At the mid-week Lenten Service last week, hosted by Harbert Community Church, we enjoyed a selection of soups for dinner before the service began. I had to laugh as I sat down to eat with my friend and her children, and noticed that each of our children chose the soup their moms had made. We had a good laugh. When I asked my friend’s husband about the secret ingredient, with a spoonful of the beloved steamy potato soup behind his smile he said, “it’s the love.”
I’ve been reflecting this week on the “secret ingredient” as it pertains to my work. In part, because there are people I am in the midst of helping, who have no simple solutions to the problems they are facing. In one situation, the patron is working hard, but the situation still requires waiting on other service providers. It also requires thinking, imagining, planning and committing to a decision. These situations demand extreme patience. Even good help and good services can’t always be as immediate as we would hope. This is true for people moving forward after homes and businesses have flooded. Help can’t seem to come fast enough for these individuals, even while agencies, organizations and individuals work on their behalf.
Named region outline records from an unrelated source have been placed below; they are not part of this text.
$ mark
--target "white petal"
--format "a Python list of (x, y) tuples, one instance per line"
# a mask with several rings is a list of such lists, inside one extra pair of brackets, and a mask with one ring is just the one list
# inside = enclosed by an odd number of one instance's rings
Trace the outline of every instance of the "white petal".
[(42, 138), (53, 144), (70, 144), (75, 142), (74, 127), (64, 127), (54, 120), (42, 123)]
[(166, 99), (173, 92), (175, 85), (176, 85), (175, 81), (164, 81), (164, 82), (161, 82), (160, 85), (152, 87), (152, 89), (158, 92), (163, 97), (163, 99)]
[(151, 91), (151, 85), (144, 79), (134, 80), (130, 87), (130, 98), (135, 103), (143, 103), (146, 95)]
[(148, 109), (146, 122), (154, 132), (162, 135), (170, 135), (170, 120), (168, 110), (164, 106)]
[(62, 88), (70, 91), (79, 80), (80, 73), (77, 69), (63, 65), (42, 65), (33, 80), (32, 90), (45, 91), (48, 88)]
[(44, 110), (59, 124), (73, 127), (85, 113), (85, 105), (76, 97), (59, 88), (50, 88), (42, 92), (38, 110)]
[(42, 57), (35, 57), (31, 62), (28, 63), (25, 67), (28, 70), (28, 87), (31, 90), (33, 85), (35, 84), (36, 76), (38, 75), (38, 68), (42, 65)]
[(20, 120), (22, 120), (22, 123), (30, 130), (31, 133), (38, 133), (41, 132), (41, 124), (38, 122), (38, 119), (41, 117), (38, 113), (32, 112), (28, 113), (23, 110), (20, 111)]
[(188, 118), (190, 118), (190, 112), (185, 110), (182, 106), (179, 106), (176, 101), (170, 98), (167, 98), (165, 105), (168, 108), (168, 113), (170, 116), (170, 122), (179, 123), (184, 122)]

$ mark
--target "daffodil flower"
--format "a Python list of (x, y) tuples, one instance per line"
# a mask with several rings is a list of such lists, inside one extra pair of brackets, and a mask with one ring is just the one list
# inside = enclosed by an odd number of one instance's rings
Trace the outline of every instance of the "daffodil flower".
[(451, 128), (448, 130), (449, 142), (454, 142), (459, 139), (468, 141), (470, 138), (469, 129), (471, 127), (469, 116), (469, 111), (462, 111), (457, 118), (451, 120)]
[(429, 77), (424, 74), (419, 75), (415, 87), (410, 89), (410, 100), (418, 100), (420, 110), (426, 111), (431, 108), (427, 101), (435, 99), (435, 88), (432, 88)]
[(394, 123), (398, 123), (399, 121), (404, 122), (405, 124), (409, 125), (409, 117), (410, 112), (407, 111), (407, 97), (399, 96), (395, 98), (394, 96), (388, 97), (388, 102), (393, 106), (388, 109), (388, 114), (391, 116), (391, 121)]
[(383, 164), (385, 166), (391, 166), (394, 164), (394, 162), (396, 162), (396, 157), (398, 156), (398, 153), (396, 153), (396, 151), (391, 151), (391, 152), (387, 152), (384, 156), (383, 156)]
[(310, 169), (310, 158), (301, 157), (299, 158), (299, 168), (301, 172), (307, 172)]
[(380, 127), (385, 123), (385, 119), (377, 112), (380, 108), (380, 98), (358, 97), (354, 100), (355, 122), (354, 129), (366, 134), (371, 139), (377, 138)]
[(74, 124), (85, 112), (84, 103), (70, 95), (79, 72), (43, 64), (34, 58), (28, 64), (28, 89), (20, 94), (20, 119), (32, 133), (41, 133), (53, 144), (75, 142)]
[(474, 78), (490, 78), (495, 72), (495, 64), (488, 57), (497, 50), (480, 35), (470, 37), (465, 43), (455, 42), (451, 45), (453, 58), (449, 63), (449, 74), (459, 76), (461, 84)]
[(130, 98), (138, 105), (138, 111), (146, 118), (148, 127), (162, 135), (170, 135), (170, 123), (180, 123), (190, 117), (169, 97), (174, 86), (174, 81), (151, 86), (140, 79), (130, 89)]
I’ve been humbled by the response of patrons whose aid hasn’t arrived, and I’ve learned that sometimes in the struggle to solve the problem, the patron just needs a safe place to feel frustrated and wonder about possibilities. Neighbor by Neighbor’s primary purpose is to connect people to social services, but the way to respond to people’s lives is as important as the services we provide. A volunteer reminded me of this as we were working to solve problems a week or so ago: she started with prayer and provided me with the gentle reminder that “these things take time.” As we work with our neighbors, our hope is that we might add that same secret ingredient, that love might be our greatest asset, and our secret ingredient in caring for people in the community.